And, actually, he wanted to come down. His teammates said, what's the point? Chen is dead. He's here at advanced base camp. You're there. Do not diminish this man's death by making us go home with a failure. And so he climbed up the mountain to honor Chen's death, and all these years I thought he was callous and uncaring.
CONAN: At the end of the film or near the end of the film, Makalu Gau - it's astonishing, through the picture he is very animated as we see, and we vaguely become aware that his hands are terribly misshapen, and at the end of the film he says, "If I had known before I left to go to Everest that it would cost me my fingers and my toes and my nose, I would not have gone." But then he adds, "Now that I know the price, I accept it."
Mr. BREASHEARS: You know, he is a noble and dignified man. He has - you could be bitter. You know, he was a photo journalist. And what you're missing, also, Neal, when you see that film, is he lost both of his toes, all of his toes behind the ball of his foot, and yet he's pulled himself together and he's carried on as a photographer with really just, as you see in the film, stubs for fingers. And he's making a book called, "The Hundred Peaks of China."

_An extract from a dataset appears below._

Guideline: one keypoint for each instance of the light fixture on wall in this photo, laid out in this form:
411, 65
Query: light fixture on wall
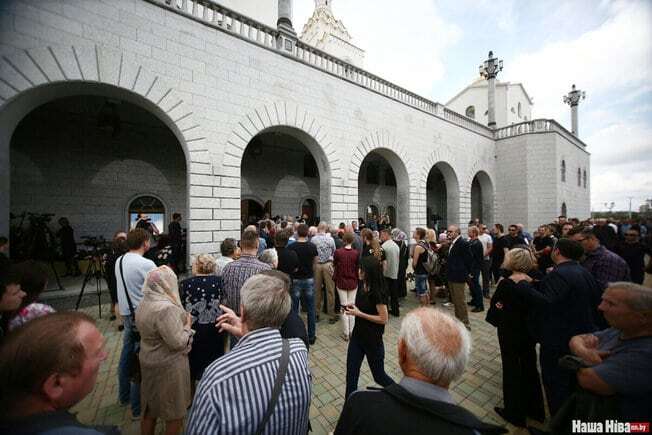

And I can tell you, to be out in the mountains and handle and manipulate a still camera with gloves on and fingers is difficult. And how he does it is astonishing. But so may of those people in the film, those of us who interviewed them, came away with such a respect for them and knowing so much more than we did when we started out.
CONAN: Another of the survivors you interviewed was Beck Weathers who, in fact, turned out to have been left for dead twice. Here's what he had to say looking back.
Mr. BECK WEATHERS (Climber, Mt. Everest): Everybody always says that the definition of character is what you do when nobody's looking, and when we were up there, we didn't think anybody was looking and so everybody did pretty much what their inner person, the real them, the exposed them, would do. And some individuals come out of that, I think, justly proud of their actions. Others would probably never want anybody to know.
I was fortunate. I got to be witness to those acts, the good ones, the bad ones. And the individuals that came through that, did well, that were selfless, I mean, every one of those people, every one of them, is to me a hero, even if nobody knows that.
CONAN: Climber Beck Weathers talking with David Breashears as part of his documentary, "Storm Over Everest." It airs tomorrow night on PBS as part of the Frontline series.
And let's see if we can get a caller in on the conversation, 800-989-8255. If you'd like to join us, email is firstname.lastname@example.org. And Casey's(ph) calling us. Casey's from Rapid City in South Dakota.
CASEY (Caller): Yeah, hi. It's a pleasure talking with you. I just really was interested in reading that book, "Into Thin Air," that Krakauer wrote. It was quite the story about him when he was up on the summit and left for dead with that, I believe, it was a Korean woman, wasn't it?
CONAN: Japanese, yes.
Mr. BREASHEARS: Japanese.
CASEY: Yeah, and ended up coming in later that night in camp and put him in the tent and then the tent blew away and - quite a survival story. How is he doing today?
Mr. BREASHEARS: Beck's actually doing quite well. First of all, he's just an exceptional person. He - when he stood up that year and walked back into camp and essentially saved himself, I think those of us on the IMAX film team think he saved our year. There was just something so wonderful in having the death count go from six down to five. But Beck is - he's working as a doctor in Dallas. He's carried on in his work, and more importantly, though, he's lost his right hand above the wrist. And most of his left hand, as he lay out there on the South Col through that terrible night. And - but he's become a pilot.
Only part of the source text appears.